YARGITAY KARARI
DAİRE : 15. Ceza Dairesi
ESAS NO : 2011/25094
KARAR NO : 2013/8337
KARAR TARİHİ : 06.05.2013
MAHKEMESİ :Sulh Ceza Mahkemesi
SUÇ : Bedelsiz senedi kullanma
HÜKÜM : Mahkumiyet
Dosya incelenerek gereği düşünüldü;
Bedelsiz senedi kullanma suçunun oluşabilmesi için;sanığın elinde borçlusunca bedelinin tamamı yada kısmen ödenmiş bir senet olmalı ve bunu kısmen veya tamamen ödenmemiş gibi tahsile sokması veya bir başkasına devretmesi gerekmektedir. Borcun bir bölümü ödenmiş ve geri kalan miktar için elinde tuttuğu senedi, tümü veya kalandan fazla miktarı için kullanan sanığın fiili de bedelsiz senedi kullanma suçunu oluşturacaktır.
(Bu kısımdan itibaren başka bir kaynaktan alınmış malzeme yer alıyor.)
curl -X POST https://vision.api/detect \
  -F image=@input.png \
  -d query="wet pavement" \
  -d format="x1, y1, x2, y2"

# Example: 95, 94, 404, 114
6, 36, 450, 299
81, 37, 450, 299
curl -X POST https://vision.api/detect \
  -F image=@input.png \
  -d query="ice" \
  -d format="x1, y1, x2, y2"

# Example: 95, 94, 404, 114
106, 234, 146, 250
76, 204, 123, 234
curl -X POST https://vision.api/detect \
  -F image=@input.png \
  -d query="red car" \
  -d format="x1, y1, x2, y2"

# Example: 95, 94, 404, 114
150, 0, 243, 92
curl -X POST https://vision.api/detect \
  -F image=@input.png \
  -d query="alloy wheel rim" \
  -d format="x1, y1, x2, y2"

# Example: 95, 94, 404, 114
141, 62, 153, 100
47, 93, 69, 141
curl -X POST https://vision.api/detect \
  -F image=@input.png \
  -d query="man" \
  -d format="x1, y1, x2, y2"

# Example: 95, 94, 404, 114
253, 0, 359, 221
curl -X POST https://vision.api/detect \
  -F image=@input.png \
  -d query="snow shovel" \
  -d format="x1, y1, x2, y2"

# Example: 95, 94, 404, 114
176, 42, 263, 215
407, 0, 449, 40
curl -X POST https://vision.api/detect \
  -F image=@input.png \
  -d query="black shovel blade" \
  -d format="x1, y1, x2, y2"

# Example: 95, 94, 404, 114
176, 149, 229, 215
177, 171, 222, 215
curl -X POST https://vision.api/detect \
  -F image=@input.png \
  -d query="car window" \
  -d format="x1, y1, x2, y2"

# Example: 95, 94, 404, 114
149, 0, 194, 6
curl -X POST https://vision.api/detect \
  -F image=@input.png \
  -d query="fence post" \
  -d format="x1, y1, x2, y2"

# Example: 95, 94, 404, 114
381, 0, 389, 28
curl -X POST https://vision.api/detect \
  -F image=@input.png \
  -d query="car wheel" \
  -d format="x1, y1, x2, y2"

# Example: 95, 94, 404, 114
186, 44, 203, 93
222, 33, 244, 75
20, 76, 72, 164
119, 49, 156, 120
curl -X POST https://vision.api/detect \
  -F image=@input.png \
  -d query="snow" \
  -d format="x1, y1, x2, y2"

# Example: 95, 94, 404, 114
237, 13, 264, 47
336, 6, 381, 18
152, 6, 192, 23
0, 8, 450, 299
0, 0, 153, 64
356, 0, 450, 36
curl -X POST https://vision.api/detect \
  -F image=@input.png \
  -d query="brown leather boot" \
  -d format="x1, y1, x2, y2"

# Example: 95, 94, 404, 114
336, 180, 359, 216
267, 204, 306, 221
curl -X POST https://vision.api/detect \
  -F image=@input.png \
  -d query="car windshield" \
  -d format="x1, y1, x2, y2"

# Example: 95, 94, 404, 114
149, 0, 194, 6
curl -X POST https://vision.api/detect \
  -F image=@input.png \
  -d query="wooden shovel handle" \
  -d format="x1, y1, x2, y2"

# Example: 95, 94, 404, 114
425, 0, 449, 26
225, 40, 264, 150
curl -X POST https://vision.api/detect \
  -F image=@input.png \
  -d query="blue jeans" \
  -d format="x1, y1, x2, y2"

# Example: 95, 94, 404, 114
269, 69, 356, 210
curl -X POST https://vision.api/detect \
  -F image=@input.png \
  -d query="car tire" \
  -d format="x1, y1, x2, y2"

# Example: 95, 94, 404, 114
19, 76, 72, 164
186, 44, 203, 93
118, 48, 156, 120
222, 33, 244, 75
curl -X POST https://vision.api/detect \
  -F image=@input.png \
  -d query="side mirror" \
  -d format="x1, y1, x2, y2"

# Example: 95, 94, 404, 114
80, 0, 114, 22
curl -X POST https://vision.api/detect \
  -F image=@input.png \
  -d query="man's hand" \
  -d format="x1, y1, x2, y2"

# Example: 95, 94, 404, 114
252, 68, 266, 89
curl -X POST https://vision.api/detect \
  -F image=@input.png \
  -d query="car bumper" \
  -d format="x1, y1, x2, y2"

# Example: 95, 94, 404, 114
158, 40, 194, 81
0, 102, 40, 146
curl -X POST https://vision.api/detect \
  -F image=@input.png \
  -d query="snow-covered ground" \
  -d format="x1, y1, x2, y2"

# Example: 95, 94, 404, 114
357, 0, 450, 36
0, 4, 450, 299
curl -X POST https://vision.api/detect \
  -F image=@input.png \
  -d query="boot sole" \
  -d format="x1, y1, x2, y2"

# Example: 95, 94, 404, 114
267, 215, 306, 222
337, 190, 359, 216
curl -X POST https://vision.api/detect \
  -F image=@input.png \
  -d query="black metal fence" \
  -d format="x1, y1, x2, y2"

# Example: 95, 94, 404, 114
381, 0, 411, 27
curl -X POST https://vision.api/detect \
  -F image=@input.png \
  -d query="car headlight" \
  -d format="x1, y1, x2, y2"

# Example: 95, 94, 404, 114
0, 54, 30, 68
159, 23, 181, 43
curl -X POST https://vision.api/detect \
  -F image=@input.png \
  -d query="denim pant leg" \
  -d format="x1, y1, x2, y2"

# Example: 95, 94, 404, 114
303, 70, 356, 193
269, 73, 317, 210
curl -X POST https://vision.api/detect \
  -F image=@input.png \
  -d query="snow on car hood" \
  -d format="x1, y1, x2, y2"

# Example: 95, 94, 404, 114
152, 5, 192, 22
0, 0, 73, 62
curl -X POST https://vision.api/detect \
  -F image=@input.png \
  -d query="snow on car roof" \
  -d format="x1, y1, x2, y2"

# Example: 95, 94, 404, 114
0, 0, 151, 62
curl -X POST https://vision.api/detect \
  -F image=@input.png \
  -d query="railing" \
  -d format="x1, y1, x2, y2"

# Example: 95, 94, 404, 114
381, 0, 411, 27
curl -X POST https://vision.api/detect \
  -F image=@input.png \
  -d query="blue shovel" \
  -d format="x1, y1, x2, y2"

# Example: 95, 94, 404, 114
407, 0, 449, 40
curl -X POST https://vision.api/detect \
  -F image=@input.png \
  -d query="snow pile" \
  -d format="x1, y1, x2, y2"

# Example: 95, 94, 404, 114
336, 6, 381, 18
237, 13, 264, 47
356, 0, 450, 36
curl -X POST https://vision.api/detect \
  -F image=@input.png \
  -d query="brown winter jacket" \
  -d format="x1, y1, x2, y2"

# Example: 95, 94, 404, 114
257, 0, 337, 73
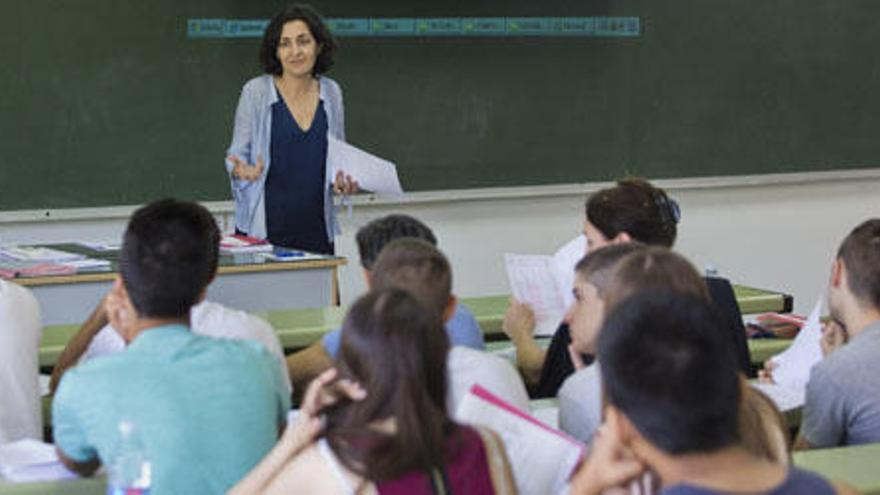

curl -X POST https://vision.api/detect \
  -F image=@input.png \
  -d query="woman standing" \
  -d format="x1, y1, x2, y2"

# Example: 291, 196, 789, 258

Sanığın, katılan ile araba alışverişi konusunda anlaştığı, katılanın aldığı araca karşılık 2.000,00 TL ve 3.000,00 TL bedelli iki adet senet verdiği, katılana sattığı aracın hasarlı çıktığı, katılanın yaklaşık 2.000,00 TL tutarındaki hasarı gidererek arabayı satın aldığı, yaklaşık 4-5 ay aracı kullandığı, daha sonra 1986 model BMW marka aracın üzerinde haciz işleminin olduğunu öğrendiği bu nedenle katılanın suça konu aracı sanığın oğluna iade ettiği, aracın satışı nedeniyle almış oldukları 2.000,00 TL ve 3.000,00 TL bedelli iki adet senedi daha sonra iade edeceklerini söyleyerek iade etmedikleri, daha sonrada katılan hakkında icra takibi yaptığı şeklinde gerçekleştiği iddia edilen olayda;
Bedelsiz kaldığı iddia olunan senedin katılan aleyhine icra takibine konulduğu belirtilmiş olduğu ve icra dosyasının araştırılmamış olduğundan, katılanın beyanlarında Sulh Hukuk Mahkemesinde senetlerin iptali davası açtığını beyan etmiş olduğundan, aracın teslimini gerçekleştiren sanığın oğlu …n dinlenmemiş olduğu ve hükme dayanak teşkil eden soruşturma aşamasındaki tutanak ve belgelerin fotokopi olduğundan gerçeğin kuşkuya yer vermeyecek şekilde tespiti bakımından; İcra dosyasına ait bilgilerin katılan ve sanıktan sorulup, İcra Müdürlüğünden icra dosyasının, senetlerin iptaline ilişkin … 5. Sulh Hukuk Mahkemesi’nin 2007/2048 esas sayılı dosyasının getirtilip incelenerek, tanık …n yargılama aşamasında tanık sıfatıyla bilgi ve görgüsü tespit edilerek ve fotokopi niteliğinde olan soruşturma aşamasına ait bazı tutanakların, aslına uygunluğunun onaylatılarak dosya arasına konulması sonucuna göre sanığın hukuki durumunun değerlendirilmesi gerektiği gözetilmeden eksik araştırma sonucu hüküm kurulması,
Kabule göre de;
a) Adlî para cezası belirlenirken 5237 sayılı TCK’nın 52. maddesi kapsamında, beş günden az ve kanunda aksine hüküm bulunmayan hâllerde yedi yüz otuz günden fazla olmamak üzere gün para cezasının belirlenmesi gerektiği, ayrıca hapis cezasıyla birlikte adli para cezasının öngörüldüğü ve bu cezanın ne kadar olduğunun da yasada belirtilmediği hallerde, para cezasının alt sınırının, hapis cezasının alt sınırından az olmayacak şekilde belirlenmesi gerektiği gözetilmeden yazılı şekilde adli para cezasına hükmedilmesi,
b) Sanık müdafiinin lehe olan hükümlerin uygulanması talebi hakkında 5237 sayılı TCK’nun 50 ve 62. maddelerinin uygulanmasının gerekip gerekmediğinin tartışılmaması,
Bozmayı gerektirmiş, sanığın temyiz itirazları bu itibarla yerinde görülmüş olduğundan, hükmün bu nedenlerle, 5320 sayılı Kanunun 8/1. maddesi gereğince uygulanması gereken 1412 sayılı CMUK’un 321. maddesi uyarınca BOZULMASINA, 06/05/2013 tarihinde oybirliğiyle karar verildi.